Brasil está entre os países mais perigosos do mundo para profissionais de mídia

Levantamento do Comitê de Proteção de Jornalistas (CPJ) colocava o Brasil como o 18º país mais perigoso para o exercício da profissão em 2010, com um jornalista morto. Dois anos depois, já estava em quarto lugar, com quatro assassinatos em represália a reportagens – perdendo apenas para Síria, Somália e Paquistão.

Jornalistas em Nova York durante coletiva de imprensa na ONU.

Levantamento do Comitê de Proteção de Jornalistas (CPJ) colocava o Brasil como o 18º país mais perigoso para o exercício da profissão em 2010, com um jornalista morto. Dois anos depois, já estava em quarto lugar, com quatro assassinatos em represália a reportagens – perdendo apenas para Síria, Somália e Paquistão.

O perigo cresce tão rapidamente que, segundo informações da imprensa brasileira, mais quatro profissionais de mídia foram assassinados de janeiro a abril deste ano. (Veja abaixo a lista de vítimas no país.)

O CPJ indica que entre os jornalistas mortos no Brasil desde 1992, 62% cobriam casos de corrupção; 46% crimes; 31% política; 15% direitos humanos; 4% negócios; e outros 4% esportes – as categorias são somadas em alguns casos.

Em 46% dos casos, ainda segundo o CPJ, as vítimas trabalhavam no jornalismo impresso; 38% em rádio; 19% em TV e 15% na Internet – as categorias também são somadas.

Em geral, são profissionais que vivem em cidades pequenas e trabalham em veículos de comunicação de abrangência local. A maior parte é morta a tiros.

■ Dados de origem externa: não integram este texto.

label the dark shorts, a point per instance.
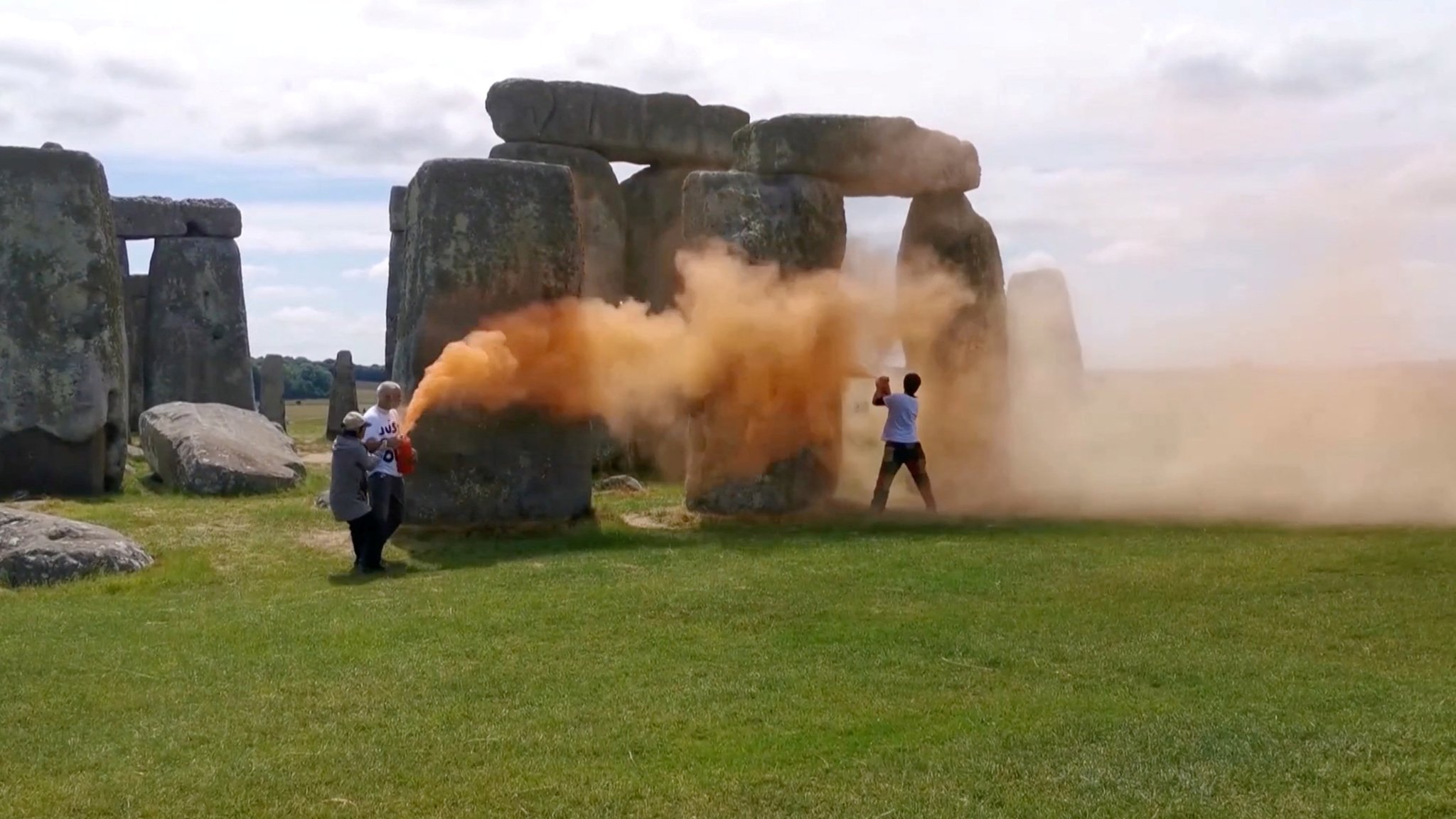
(903, 454)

De acordo com a ONG Repórteres Sem Fronteiras (RSF), desde 2002, no mundo inteiro foram assassinados por causa do exercício da profissão ao menos 736 jornalistas, 93 assistentes de mídia e 61 jornalistas cidadãos.

O cerceamento da liberdade de expressão dá-se, ainda, pela quantidade de profissionais presos por causa das matérias que estavam publicando ou apurando. A RSF contabiliza 174 jornalistas e 162 jornalistas cidadãos detidos somente este ano em todo o mundo.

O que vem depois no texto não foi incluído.